Опубликовано в журнале Звезда, номер 11, 2012
ПИСЬМО В РЕДАКЦИЮ
1. ТВ + Бунин
Субботний вечер, в программе канала “Культура” телеспектакль с названием, состоящим из семи простых русских женских имен — “Катя, Соня… Таня”. Что-то припоминается из анонсов того же канала: это же Иван Алексеевич Бунин, “Темные аллеи”! Автор солидный, произведение известное, театральное искусство люблю — сажусь смотреть.
Сначала даются три предуведомления.
Серьезная тетя-критик на прекраснейшем русском языке с отличной дикцией (что само по себе ласкает слух, ибо сейчас на телевидении — редкость) говорит о произведении и о самом театре “Мастерская современной пьесы”, и любой понимает, что спектакль просто нельзя было не поставить.
Знаменитый, любимый многими и (по-моему) действительно прекрасный актер тоже свидетельствует в пользу спектакля, тем более что он там играет.

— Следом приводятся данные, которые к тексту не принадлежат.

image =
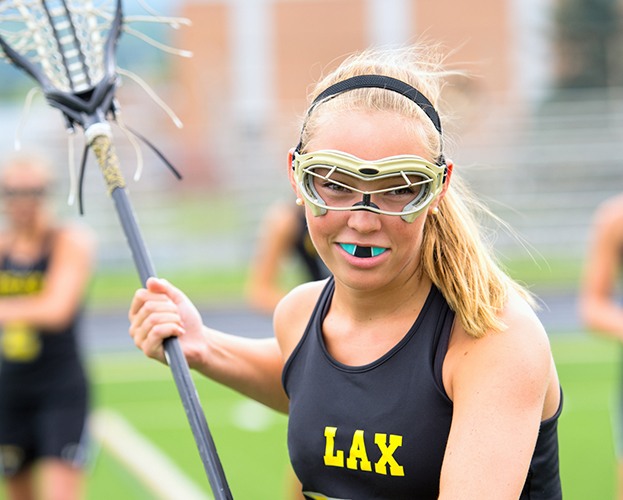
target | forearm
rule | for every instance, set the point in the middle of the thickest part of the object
(250, 366)
(36, 311)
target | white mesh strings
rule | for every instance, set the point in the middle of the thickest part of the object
(66, 40)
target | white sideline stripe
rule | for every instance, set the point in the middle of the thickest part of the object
(157, 472)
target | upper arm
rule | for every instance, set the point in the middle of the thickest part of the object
(605, 251)
(498, 386)
(598, 307)
(292, 315)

Наконец, и режиссер говорит сдержанно и кратко. В основном он поясняет, что главная мизансцена — это разговоры мужчин в некой курительной комнате.
После этого мы видим зрительный зал и сцену театра, и действие начинается.

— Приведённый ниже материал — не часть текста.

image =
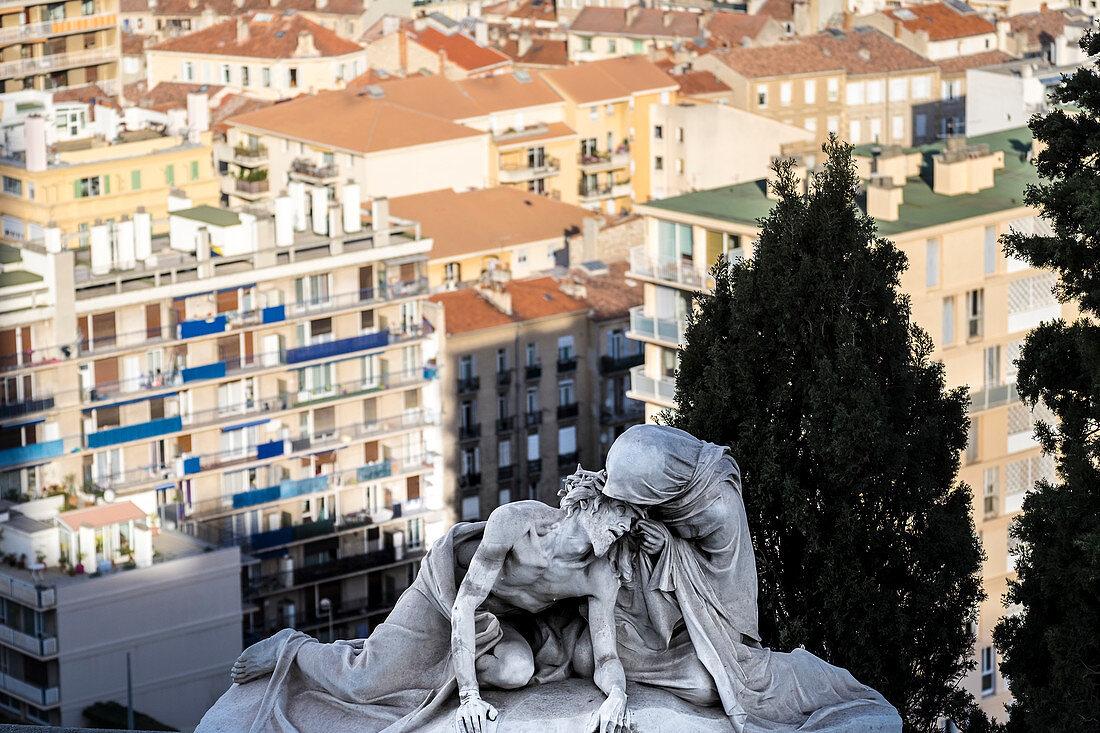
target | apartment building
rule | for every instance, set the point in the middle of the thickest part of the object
(488, 229)
(74, 165)
(267, 54)
(944, 206)
(535, 385)
(609, 105)
(859, 84)
(274, 391)
(58, 45)
(598, 33)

Далее будут изложены мои зрительские впечатления, которые, вполне вероятно, расходятся с впечатлением и оценками других зрителей.

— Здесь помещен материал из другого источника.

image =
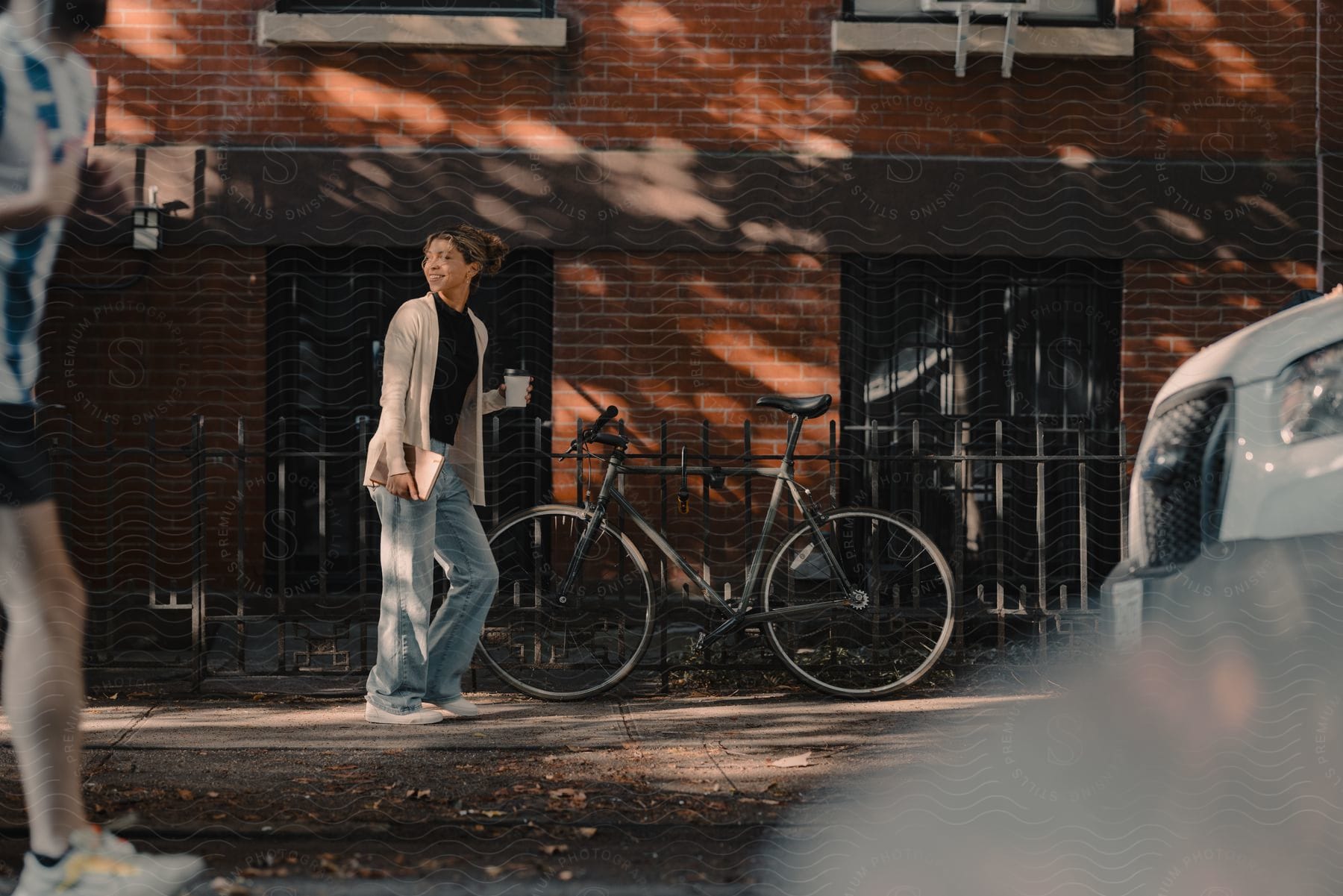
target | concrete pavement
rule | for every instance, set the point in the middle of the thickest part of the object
(301, 795)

Сцена, разумеется, открыта (мы же понимаем — мастерская современной пьесы), ряд стульев, осветительные приборы, валяется какой-то скромный реквизит, снуют рабочие сцены, а может, и не рабочие, все в темных тонах; камера показывает последних зрителей, проходящих через контроль в зал, потом окончательно нацеливается на сцену.
Для начала на авансцене господин в костюме бунинских времен (трость, жилетка
с цепочкой из кармана) с противоестественными для любых эпох голосом и интонацией просит выключить мобильные телефоны и не производить фото- и киносъемку.
Выключу и снимать не буду! Я в кресле перед телевизором и вся — доброжелательное внимание.
Через несколько минут, а именно когда вынесли длинный черный ящик, как в цирке, в котором оказалась живая лежащая женщина, и ее стали распиливать поперек двуручной пилой, я поняла, что должна буду все досмотреть до конца и тщательно записать. Иначе возможные оценки будут необоснованными.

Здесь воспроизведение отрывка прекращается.